Some people may not know art, but they know what they hate.

From 21 February to 3 March, five art schools in Tokyo are holding a joint exhibition to highlight the works of their graduating students in various media such as oil painting and sculpture. The annual event is in its 42nd year and is expected to draw around 60,000 guests each time.

As with any event of such magnitude, a promotional campaign was created to spread awareness for art fans in the area to come and see what the next generation of creative minds are up to. Here’s the official poster and postcard design that can be seen around Tokyo leading up to the exhibition.
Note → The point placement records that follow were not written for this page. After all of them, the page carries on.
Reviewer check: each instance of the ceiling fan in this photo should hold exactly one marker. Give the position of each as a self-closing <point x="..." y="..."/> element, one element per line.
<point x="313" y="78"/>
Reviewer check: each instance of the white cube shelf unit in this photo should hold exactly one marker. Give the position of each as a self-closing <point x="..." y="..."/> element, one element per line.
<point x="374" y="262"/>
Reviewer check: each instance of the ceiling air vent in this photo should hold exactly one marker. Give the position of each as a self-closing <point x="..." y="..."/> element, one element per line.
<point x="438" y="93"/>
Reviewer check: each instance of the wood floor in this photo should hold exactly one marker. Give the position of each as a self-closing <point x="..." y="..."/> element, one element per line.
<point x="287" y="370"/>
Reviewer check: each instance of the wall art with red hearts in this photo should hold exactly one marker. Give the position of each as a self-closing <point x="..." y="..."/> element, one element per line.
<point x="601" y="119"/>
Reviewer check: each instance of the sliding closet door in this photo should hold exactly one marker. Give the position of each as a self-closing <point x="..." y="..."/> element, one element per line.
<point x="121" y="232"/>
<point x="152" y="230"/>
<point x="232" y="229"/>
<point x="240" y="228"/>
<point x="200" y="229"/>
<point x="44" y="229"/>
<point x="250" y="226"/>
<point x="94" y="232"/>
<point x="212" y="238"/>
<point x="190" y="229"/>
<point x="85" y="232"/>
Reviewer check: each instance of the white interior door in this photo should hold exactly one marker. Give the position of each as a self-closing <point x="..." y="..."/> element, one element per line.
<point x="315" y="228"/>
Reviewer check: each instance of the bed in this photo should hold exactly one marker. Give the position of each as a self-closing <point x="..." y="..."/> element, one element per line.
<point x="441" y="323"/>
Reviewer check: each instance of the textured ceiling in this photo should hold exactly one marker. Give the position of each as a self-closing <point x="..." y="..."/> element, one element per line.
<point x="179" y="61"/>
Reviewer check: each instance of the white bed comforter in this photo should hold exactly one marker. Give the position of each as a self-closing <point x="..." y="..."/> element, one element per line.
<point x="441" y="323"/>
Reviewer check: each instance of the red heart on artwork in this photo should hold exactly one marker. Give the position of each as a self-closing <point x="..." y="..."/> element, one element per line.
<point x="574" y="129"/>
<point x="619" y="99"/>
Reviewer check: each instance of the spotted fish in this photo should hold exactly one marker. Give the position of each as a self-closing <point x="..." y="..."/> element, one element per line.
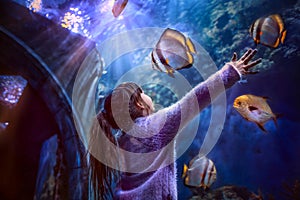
<point x="255" y="109"/>
<point x="200" y="173"/>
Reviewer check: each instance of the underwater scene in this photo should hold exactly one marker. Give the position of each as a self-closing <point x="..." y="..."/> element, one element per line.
<point x="244" y="145"/>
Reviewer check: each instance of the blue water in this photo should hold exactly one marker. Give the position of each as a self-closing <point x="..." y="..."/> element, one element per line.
<point x="243" y="155"/>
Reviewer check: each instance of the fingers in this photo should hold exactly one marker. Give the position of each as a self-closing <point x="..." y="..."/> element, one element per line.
<point x="234" y="57"/>
<point x="252" y="64"/>
<point x="254" y="72"/>
<point x="250" y="56"/>
<point x="246" y="54"/>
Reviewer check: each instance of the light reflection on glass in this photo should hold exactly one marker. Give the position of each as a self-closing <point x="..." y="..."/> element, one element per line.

Utilizing state-of-the art MS Paint technology, this design features a stunning use of magenta and black while minimizing negative space with its wonky lines. One might suspect this to be the work of Franz Kline, were he alive to have access to Windows 95.

But enough of my layman’s analysis, here’s what people had to say online.

“Too sloppy.”
“I think it is meant to be sarcasm against so-called ‘authorities’ on art, design, and beauty.”
“It makes you think.”
“I’m not sure if it’s good or bad, but it got attention so it’s a success.”
“That’s nothing. It’s a joke.”
“That sucks.”
“The definition of something great, is something normal people can’t do. Anyone can do this.”
“Is the artist recovering from a nerve disorder?”
“It looks good if you squint your eyes.”
“It took five art universities to come up with this?”

Each year the host school is in charge of the promotion and this year those duties have fallen on Tama Art University. The poster in question was made by Professor Kazunari Hattori who has an extensive background in advertising, including work on campaigns for major brands like Kewpie Mayonnaise and Kirin Tanrei Green Label.

A spokesperson for Tama Art University spoke to local media and explained the reasoning behind this particular piece.

“As a designer, Professor Hattori has continued to create graphics that are not bound by existing concepts. It is the same regarding this exhibition of young artists.”

Fair enough, but my two-year-old daughter also creates illustrations that are not bound by existing concepts. I’m not so sure that makes it good art though.

But I think what’s really interesting about this particular image is that everyone is critiquing it as a work of art, when it never even claimed to be art. It’s just an advert giving information about an art show.

For example, no one took to the Internet to debate the artistic merit of last year’s poster. You could argue that both posters would take about an equal amount of time and effort to make, but this year’s struck a certain nerve with people simply in the way it looked.

▼ 2018 ad design

Advertisements are rarely held to the same standards of art, and yet there’s something about Professor Hattori’s poster that seems to have triggered such a discussion.

As an ad it’s already a huge success because here we are talking about it. But in a roundabout way, its ability to elicit feelings from people by its design alone seems to elevate it to the rarefied air of an ad that’s also a work of art – right up there with the poster of a lady shooting water out her nose.